Une femme sur trois y décède de complications post-natales et une majorité d'enfants n'atteignent pas l'âge de 5 ans, affirme Jeff Walkes, directeur de Crosslink Development International, une ONG basée à Bichkek au Kirghizstan qui tente d'aider les naufragés de Wakhan.

"Alors que le monde avance en terme d'éducation et de soins, les Kirghizes du Wakhan sont oubliés", estime-t-il. "Ils vivent au-dessus d'un précipice."

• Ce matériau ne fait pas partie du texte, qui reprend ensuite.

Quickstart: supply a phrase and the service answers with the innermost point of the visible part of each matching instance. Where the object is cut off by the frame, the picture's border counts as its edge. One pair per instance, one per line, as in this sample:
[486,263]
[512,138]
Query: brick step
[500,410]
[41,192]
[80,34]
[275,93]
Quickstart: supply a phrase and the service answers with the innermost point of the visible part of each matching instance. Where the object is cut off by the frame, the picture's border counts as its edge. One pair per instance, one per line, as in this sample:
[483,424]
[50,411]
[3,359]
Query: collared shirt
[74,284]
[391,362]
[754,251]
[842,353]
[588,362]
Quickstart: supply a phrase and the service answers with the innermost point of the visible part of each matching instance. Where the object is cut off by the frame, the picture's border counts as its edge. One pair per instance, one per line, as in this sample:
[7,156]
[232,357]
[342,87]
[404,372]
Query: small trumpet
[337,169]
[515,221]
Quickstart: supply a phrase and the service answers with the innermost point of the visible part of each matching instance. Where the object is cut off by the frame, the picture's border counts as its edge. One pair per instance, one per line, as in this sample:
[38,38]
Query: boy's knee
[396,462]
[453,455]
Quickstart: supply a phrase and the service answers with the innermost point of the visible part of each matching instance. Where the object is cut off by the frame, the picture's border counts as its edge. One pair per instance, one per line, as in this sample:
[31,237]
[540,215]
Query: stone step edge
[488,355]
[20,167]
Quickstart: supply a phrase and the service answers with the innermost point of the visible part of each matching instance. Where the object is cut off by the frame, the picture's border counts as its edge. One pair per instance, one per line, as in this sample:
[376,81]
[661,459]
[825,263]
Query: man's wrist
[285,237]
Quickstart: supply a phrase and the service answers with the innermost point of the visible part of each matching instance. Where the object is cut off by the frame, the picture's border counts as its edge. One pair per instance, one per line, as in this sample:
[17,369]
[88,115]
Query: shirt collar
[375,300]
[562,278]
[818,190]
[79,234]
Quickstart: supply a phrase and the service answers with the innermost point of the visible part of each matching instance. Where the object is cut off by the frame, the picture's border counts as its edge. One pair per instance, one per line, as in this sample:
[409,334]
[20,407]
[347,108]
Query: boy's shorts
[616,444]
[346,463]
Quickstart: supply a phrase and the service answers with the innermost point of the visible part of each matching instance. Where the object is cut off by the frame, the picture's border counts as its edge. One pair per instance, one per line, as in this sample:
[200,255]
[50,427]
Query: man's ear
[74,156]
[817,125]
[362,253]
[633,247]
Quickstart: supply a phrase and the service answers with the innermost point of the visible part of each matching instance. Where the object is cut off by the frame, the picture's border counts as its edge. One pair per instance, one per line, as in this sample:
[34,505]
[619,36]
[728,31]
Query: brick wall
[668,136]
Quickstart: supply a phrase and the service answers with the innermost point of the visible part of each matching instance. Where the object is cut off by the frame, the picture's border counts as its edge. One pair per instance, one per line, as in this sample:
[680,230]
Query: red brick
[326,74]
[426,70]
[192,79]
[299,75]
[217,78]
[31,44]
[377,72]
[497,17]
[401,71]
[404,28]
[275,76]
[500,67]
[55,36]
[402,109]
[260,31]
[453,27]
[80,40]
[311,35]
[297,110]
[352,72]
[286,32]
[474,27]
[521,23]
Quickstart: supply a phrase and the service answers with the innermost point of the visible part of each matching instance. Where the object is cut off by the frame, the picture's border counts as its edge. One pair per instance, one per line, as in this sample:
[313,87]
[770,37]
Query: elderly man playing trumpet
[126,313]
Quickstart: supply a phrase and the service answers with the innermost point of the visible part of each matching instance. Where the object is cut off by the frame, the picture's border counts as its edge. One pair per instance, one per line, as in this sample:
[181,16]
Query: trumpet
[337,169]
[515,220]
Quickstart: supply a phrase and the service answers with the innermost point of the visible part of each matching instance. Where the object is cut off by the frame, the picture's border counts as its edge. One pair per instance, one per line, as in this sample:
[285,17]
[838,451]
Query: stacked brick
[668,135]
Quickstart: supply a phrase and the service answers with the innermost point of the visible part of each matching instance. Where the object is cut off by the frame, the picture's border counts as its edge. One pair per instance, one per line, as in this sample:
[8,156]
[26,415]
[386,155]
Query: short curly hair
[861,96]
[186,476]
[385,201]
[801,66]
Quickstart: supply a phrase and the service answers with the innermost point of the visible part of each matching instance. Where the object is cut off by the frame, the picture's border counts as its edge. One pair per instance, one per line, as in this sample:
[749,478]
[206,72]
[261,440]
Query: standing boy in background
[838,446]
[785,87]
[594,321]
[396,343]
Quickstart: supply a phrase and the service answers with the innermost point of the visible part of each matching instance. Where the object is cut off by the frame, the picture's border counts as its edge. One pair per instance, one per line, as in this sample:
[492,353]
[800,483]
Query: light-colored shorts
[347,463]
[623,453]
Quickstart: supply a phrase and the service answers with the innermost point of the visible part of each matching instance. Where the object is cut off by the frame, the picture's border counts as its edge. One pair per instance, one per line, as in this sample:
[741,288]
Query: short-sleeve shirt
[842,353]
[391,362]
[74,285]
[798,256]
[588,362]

Le corridor de Wakhan, à la confluence de trois massifs de très haute montagne à la pointe occidentale de l'Himalaya, l'Hindu Kush, le Karakoram et le Pamir, est l'un des aboutissements du "Grand jeu", qui vit les empires russe et britannique rivaliser d'influence au XIXe siècle en Asie centrale à coups de conflits locaux, de manoeuvres diplomatiques et d'espionnage.

Ce bras de terre très étroit - 60 km de largeur au maximum - devait servir de zone tampon séparant les deux grandes puissances.

Pendant des siècles, les Kirghizes ne venaient dans le Wakhan que durant l'été, explique Kate Clark, du Réseau des analystes afghans (AAN). Ils passaient leurs hivers au Kirghizstan, au Tadjikistan ou encore dans le Xinjiang chinois, où les températures sont moins rudes.

"Après les révolutions communistes de 1917 (Russie) et 1949 (Chine), beaucoup se sont enfuis au Wakhan, préférant le froid engourdissant à la collectivisation forcée", raconte-t-elle. Puis ils se sont rendu compte de leur erreur et n'ont cessé de tenter de la réparer.

En 1978, après un coup d'Etat communiste à Kaboul, les Kirghizes, emmenés par leur chef Haji Rehman Qul, franchirent le col d'Irshad, à plus de 5.400 mètres d'altitude, pour se rendre au Pakistan, au Sud du corridor. Mais des centaines d'entre eux y périrent après avoir bu de l'eau contaminée. Désespérés, les survivants retournèrent à Wakhan.

'Mourir jeune'

Après cet épisode tragique, Haji Rehman Qul supplia le gouvernement américain d'accueillir les siens en Alaska, un territoire choisi pour son climat propice aux yaks. En vain.

La Turquie accorda par la suite l'asile à un petit groupe de Kirghizes.

Mais la majorité d'entre eux restent bloqués dans le corridor de Wakhan.

Au Kirghizstan, où le sort des Kirghizes de Wakhan n'est pas perçu comme une urgence, différents décrets et initiatives ont été pris au fil des ans pour aider au retour de quelque 22.000 Kirghizes actuellement à l'étranger, dont ceux d'Afghanistan.

Mais rares sont ceux de Wakhan qui en ont bénéficié.

"Le gouvernement kirghiz a enfin commencé le rapatriement. Certaines familles sont parties cette année", se réjouit Jo Boi.

L'ambassade du Kirghizstan à Kaboul dément toutefois l'existence d'une telle politique, soulignant que les "personnes d'ethnie kirghize (de Wakhan) sont des citoyens afghans" et que le gouvernement kirghiz se cantonne à leur envoyer chaque année une aide humanitaire.

Les quelques personnes qui ont pu partir au Kirghizstan l'ont fait pour des raisons éducatives, affirme à l'AFP son chargé d'affaire Uchkun Eraliev.

Les bergers du corridor restent donc en transit, malgré eux.

"Qui aimerait vivre ici ?", s'interroge Tilo, qui rêve aussi du Kirghizstan.

Dans un sourire amer, il ajoute: "Nous n'avons pas d'autre choix. Ici, nous ne vivons jamais vieux, nous mourons jeunes."